Attraverso una revisione della letteratura scientifica e dei risultati di ricerche precedenti, ENGAGE mira a ricercare altre buone pratiche. Alcune potrebbero derivare ad esempio da DARWIN, un altro progetto Horizon 2020 finalizzato a migliorare la risposta della società dinanzi a disastri naturali o provocati dall’uomo. Inoltre, ENGAGE si affida all’esperienza dei membri della sua Knowledge and Innovation Community of Practice (Ki-Cop). Ad oggi, questa conta rappresentanti di 37 organizzazioni governative e della società civile. Include membri di autorità e agenzie del governo, come il Ministero dell’Interno e le Municipalità. Coinvolge poi i primi soccorritori, come paramedici o ufficiali di polizia. Infine, comprende organizzazioni non governative (ONG), gli studenti aquilani di scuole primarie e secondarie che hanno vissuto la tragedia del terremoto, ricercatori giapponesi, e gruppi di cittadini.
I casi studio, le simulazioni e la piattaforma ENGAGE Knowledge Platform
I sette casi studio presi in analisi riguardano disastri del passato su cui si hanno numerose e dettagliate informazioni.
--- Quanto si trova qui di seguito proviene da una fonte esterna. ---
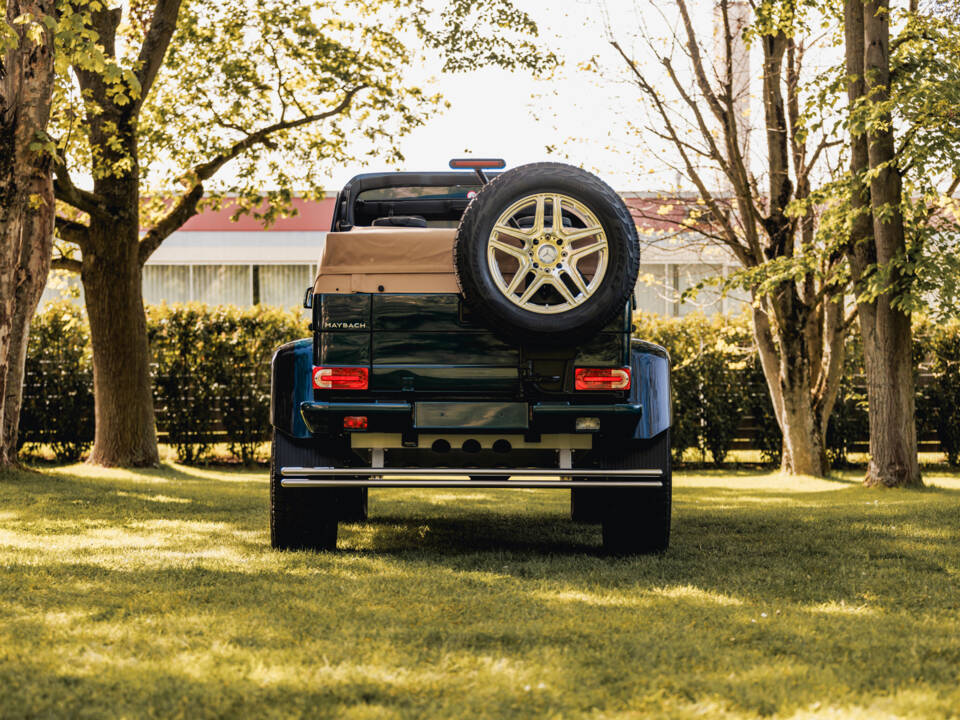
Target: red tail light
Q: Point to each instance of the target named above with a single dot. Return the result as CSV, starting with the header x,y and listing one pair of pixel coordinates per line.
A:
x,y
601,378
341,378
478,163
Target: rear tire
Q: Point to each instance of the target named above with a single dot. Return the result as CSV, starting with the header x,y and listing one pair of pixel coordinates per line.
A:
x,y
635,521
301,518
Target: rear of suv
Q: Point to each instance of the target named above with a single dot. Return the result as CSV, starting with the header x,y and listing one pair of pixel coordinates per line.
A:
x,y
467,333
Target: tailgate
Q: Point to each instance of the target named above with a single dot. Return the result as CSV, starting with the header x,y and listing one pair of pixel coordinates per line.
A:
x,y
428,343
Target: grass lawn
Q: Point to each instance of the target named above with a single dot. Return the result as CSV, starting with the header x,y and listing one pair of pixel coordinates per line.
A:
x,y
155,593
Oltre allo tsunami di Kamaishi, si studieranno il terremoto dell’Aquila del 2009 (oltre trecento le vittime), il disastro nucleare di Fukushima (2011), l’attacco terroristico del 2011 in Norvegia, quello avvenuto in Francia sul treno della compagnia Thalys nell’agosto del 2015, l’inondazione nel deserto del Negev del 2018 in Israele, e gli incendi che nel 2018 devastarono oltre duemila ettari di terra in Svezia.
Per migliorare le buone pratiche già in uso e comprendere quanto si sia in grado di gestire un’emergenza, verranno effettuati degli esercizi simulati in cui si dovrà immaginare un disastro e ipotizzare come ci si muoverebbe, in sinergia con i primi soccorritori e le organizzazioni che hanno più esperienza in materia.
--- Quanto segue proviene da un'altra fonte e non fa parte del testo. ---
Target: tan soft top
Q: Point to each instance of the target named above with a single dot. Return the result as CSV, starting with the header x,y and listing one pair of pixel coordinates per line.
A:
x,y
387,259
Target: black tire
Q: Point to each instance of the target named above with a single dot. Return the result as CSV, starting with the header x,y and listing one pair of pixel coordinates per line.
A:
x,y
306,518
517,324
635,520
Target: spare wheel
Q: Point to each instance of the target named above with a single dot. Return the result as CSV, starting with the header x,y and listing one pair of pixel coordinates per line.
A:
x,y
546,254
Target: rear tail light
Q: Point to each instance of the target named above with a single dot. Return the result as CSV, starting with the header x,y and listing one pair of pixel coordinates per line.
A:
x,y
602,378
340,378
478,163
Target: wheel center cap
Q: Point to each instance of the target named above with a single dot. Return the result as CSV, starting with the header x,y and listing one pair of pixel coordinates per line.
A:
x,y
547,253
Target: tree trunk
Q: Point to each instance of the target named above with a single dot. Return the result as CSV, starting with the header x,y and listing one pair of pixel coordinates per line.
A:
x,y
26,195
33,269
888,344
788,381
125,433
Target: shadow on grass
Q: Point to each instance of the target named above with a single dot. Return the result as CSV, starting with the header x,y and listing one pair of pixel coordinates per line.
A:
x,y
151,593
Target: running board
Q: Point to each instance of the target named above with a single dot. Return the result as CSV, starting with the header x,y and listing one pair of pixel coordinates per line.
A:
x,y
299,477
Uno studio pilota, condotto assieme all’azienda sanitaria ASL Roma 1, simulerà un’onda di calore nella capitale italiana. Un’eventualità tutt’altro che remota secondo il Global Risk Report, e che tra il 1998 e il 2009 ha causato molte vittime in Europa. Un secondo immaginerà un attentato terroristico e cibernetico nei Paesi Baschi, per anni soggetti alla violenza del gruppo separatista ETA. Il terzo ed ultimo pilota presenterà una frana in Norvegia, paese che ha familiarità con questo tipo di eventi, e le sue conseguenze su infrastrutture e attività industriali.
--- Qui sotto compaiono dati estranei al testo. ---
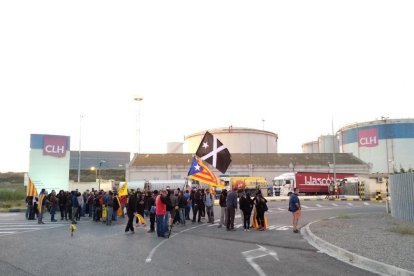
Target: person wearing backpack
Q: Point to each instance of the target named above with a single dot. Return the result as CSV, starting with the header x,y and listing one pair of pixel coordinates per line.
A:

Le analisi, le valutazioni e le buone pratiche emerse verranno elencate nella ENGAGE Knowledge Platform, una piattaforma aperta e interattiva. Destinata ad autorità pubbliche, cittadini, comunità e ONG, offrirà raccomandazioni, soluzioni, informazioni immediate e di facile comprensione da utilizzare nei momenti critici ad alto rischio in base alle necessità e ai ruoli del singolo. ENGAGE Knowledge Platform sarà in continuo aggiornamento, rispondendo ai feedback degli utenti e alle valutazioni della ricerca.